One problem seen often is that the drive fails to autostart/autorun when plugged in, meaning the user has to go to My Computer and manually start the device.

  • Have you ever used CD burning software or VMWare on Vista? Both may change a registry entry which even on uninstallation they may not change back.

    If you are using Windows Vista, and USB removable drives no longer autoboot, even with the autrorun.inf, then this is likely to be the case. I found the answer on a forum post which has since gone away (the forum no longer exists).

    This involves a registry change - only do this if you understand what the registry does: Find the following key:


    Change the value NoDriveTypeAutoRun to 000000fb hex.

    You will then need to log on again to see the change.

  • If you are using Windows Vista, you may have changed the autorun control panel settings.
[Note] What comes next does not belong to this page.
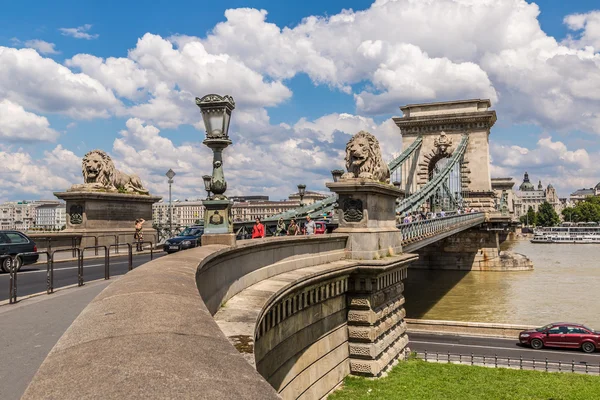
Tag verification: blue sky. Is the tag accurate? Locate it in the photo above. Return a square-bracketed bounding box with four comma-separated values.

Start control panel, search for autoplay and launch this. Ensure that the use autoplay for all media and devices box is ticked. Look for “software and games” and ensure this is set to either the default, or “Install or run program”.

  • If you have set up a Truecrypt Traveller disk for this, you will need to modify the autorun.inf for truecrypt to ensure the encrypted drive is mounted as a removable device. Use an editor to open the autorun.inf file. Look for the line that is similar to:

    open=TrueCrypt\TrueCrypt.exe /q background /e /v "data"

    And change it to:

    open=TrueCrypt\TrueCrypt.exe /q background /e /m rm /v "data"

    The “/m rm” line ensures the device is mounted as removable media, which can be made to autorun. Save this file, then try out the autorun.

  • More info on getting USB flash drives to autorun in Windows Vista


PortableApps is not the only software to offer functionality like this. Other software which achieves a similar function is the U3 Apps Suite, and Mojopac.

Mojopac is interesting, as instead of being a suite of apps built against a platform (PortableApps), it allows any application, and provides a virtual environment for them.